>Kelley: Contrary to some opinions, Max Weber' theories pretty much in line
>with Karl Marx's view of capitalism, excpet that Weber focuses on the role
>of state in capitalist development, which btw latter-day-marxists also
>recognize.
>
>Yoshie: You do not understand, comrade. Weber was a racist pig who used
>the word "negro." We must condemn his blasphemous theories.
The problem is that Max Weber argues that rationality peculiar to the so-called "Occident" gave rise to the modern state: "[One who is] a product of modern European civilization, studying any problem of universal history, is bound to ask himself to what combination of circumstances the fact should be attributed that in Western civilization, and in Western civilization only, cultural phenomena have appeared which (as we like to think) lie in a line of development having _universal_ significance and value....[The] feudal state...has only been known to our culture...In fact the State itself...is known [in the full sense] only in the Occident.

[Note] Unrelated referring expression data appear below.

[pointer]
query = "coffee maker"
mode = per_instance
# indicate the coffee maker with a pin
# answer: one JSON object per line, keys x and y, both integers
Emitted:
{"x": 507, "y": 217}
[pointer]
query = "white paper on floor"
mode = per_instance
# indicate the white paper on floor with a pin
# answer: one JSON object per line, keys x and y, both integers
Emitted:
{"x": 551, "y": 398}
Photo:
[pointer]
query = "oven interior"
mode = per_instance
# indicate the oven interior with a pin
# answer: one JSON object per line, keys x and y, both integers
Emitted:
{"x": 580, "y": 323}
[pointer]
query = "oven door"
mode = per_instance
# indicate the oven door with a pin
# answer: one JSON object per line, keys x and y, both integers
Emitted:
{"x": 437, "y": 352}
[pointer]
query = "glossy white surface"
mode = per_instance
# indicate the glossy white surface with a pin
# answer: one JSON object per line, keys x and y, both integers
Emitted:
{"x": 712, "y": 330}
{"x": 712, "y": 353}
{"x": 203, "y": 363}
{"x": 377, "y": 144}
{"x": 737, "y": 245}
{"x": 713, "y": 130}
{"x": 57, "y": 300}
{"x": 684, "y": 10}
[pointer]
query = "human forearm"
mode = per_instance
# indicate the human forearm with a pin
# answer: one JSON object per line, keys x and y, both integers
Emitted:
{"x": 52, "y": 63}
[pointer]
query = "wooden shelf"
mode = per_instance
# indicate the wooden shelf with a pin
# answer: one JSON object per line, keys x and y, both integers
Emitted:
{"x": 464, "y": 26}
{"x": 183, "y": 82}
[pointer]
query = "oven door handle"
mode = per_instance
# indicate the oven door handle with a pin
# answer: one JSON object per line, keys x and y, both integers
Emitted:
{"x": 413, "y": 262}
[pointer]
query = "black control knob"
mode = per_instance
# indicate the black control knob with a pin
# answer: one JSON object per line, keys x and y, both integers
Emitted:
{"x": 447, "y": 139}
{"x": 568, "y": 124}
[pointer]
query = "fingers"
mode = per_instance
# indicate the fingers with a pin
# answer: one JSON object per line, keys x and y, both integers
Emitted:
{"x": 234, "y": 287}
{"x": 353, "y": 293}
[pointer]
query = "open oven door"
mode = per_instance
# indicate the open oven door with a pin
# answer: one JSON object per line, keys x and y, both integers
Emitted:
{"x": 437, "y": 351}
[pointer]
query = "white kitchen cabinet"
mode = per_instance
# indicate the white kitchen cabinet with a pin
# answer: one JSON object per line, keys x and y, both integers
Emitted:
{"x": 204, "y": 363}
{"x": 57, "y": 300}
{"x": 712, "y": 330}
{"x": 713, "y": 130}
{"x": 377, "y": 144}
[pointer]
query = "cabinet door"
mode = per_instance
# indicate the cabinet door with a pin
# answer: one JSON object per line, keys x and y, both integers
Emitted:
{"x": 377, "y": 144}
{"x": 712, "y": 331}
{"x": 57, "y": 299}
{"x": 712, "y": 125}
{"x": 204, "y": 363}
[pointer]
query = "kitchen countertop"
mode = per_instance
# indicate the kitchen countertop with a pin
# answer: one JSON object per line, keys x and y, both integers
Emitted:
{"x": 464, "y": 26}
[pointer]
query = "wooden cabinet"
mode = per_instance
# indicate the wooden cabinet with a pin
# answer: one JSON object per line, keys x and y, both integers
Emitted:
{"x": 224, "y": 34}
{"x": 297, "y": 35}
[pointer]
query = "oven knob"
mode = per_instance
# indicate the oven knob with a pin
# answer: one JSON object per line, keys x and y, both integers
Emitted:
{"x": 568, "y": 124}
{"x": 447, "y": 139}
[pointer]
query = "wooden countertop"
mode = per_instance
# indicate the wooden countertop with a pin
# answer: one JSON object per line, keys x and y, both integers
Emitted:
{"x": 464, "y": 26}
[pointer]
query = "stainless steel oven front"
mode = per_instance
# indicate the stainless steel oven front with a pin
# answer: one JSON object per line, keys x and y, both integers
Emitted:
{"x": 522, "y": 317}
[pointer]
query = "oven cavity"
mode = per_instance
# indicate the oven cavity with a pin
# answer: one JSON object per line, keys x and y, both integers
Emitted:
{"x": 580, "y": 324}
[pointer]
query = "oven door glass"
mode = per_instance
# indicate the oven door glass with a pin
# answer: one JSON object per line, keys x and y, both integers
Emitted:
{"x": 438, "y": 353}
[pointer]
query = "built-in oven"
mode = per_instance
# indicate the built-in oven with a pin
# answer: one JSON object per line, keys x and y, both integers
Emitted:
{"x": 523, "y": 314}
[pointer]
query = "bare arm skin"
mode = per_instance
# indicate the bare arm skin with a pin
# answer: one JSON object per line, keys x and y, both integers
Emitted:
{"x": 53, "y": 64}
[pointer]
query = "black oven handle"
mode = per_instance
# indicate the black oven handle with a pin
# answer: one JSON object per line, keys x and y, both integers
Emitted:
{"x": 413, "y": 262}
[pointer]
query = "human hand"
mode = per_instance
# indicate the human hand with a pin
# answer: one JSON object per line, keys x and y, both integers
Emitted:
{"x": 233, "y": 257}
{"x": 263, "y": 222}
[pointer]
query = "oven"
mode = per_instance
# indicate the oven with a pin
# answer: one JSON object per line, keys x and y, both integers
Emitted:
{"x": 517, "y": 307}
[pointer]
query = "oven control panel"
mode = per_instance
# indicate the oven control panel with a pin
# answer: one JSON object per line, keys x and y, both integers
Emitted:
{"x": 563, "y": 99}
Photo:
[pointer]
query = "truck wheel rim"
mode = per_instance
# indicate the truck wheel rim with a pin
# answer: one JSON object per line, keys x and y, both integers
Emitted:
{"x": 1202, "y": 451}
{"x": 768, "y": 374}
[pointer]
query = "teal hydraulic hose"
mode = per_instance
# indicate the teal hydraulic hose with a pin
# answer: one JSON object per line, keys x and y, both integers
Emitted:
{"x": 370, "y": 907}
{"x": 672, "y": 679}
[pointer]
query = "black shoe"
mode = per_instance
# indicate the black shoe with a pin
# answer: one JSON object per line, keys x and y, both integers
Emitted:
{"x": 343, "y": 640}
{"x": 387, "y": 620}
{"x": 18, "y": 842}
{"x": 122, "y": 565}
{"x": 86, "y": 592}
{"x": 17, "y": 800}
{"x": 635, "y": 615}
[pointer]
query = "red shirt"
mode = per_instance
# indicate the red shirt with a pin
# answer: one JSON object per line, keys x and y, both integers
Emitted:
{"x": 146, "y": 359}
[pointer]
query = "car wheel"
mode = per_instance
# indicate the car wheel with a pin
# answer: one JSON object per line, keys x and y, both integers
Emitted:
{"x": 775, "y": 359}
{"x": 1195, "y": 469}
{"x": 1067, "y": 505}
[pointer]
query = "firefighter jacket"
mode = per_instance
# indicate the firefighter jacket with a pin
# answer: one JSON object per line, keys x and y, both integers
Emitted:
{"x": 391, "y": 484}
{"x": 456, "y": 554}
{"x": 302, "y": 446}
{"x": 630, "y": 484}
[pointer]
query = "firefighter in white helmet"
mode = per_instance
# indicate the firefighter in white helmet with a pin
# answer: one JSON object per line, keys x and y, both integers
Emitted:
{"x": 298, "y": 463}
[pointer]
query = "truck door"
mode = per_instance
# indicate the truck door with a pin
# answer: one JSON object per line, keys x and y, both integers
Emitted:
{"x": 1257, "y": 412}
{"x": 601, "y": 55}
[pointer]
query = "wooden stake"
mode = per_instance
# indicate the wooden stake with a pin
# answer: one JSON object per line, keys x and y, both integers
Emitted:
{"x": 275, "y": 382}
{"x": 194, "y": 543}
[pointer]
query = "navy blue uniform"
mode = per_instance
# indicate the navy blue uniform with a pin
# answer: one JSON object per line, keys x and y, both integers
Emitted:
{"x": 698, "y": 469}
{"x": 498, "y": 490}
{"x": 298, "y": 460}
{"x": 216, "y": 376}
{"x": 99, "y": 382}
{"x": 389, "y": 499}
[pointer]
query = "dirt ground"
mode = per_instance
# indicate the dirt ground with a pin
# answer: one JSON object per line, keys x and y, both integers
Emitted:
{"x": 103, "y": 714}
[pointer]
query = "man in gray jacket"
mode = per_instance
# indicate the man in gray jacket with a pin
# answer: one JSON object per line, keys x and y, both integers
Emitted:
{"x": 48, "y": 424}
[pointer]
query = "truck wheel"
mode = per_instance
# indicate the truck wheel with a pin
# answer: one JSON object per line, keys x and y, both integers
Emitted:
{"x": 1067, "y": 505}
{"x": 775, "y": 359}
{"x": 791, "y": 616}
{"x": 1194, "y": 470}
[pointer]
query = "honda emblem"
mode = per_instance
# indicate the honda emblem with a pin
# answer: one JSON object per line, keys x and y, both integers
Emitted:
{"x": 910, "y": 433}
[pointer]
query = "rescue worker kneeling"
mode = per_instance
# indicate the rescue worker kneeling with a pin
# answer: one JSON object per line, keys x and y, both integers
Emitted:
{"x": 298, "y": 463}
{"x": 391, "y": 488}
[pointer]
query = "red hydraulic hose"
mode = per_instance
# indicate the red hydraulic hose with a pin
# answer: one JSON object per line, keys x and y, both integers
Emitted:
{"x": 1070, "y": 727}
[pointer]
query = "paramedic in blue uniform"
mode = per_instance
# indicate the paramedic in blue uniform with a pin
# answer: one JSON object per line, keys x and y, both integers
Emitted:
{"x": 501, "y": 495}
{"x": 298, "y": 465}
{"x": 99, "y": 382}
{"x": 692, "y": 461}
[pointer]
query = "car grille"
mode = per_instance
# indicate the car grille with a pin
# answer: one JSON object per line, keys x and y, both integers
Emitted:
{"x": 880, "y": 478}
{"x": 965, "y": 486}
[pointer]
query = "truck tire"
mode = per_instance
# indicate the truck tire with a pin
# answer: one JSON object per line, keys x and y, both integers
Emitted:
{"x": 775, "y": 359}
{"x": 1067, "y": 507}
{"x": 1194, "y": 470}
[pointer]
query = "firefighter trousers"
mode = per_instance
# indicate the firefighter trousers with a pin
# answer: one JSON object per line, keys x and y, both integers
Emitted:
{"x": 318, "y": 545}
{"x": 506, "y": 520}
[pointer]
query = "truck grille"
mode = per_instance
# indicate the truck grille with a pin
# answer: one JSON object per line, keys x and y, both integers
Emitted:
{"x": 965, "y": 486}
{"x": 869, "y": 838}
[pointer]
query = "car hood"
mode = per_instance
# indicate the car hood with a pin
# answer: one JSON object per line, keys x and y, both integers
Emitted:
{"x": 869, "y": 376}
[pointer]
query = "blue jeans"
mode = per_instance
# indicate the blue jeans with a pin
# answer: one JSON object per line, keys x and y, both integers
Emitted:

And the same is true of the most fateful force in our modern life, capitalism" (Weber, _The Protestant Ethic and the Spirit of Capitalism_).
It is anachronistic & culturalist to make capitalist rationality -- racialized into "European rationality" by Weber & Co. -- the cause of capitalism. It is likewise anachronistic & culturalist to make an idea -- rationality -- the cause of the modern state.
The "East" used to be a career, as Disraeli said. Now, the "West" is a fetish of intellectual investors in the Blessings-of-the-Civilization Trust.
Yoshie
P.S. The role of the state in capitalist development is well recognized by our contemporary Marxists such as Robert Brenner (_Merchants & Revolution_), Michael Perelman (_The Invention of Capitalism_), & Doug Henwood (_Wall Street_) and variously studied in a non-Eurocentric fashion.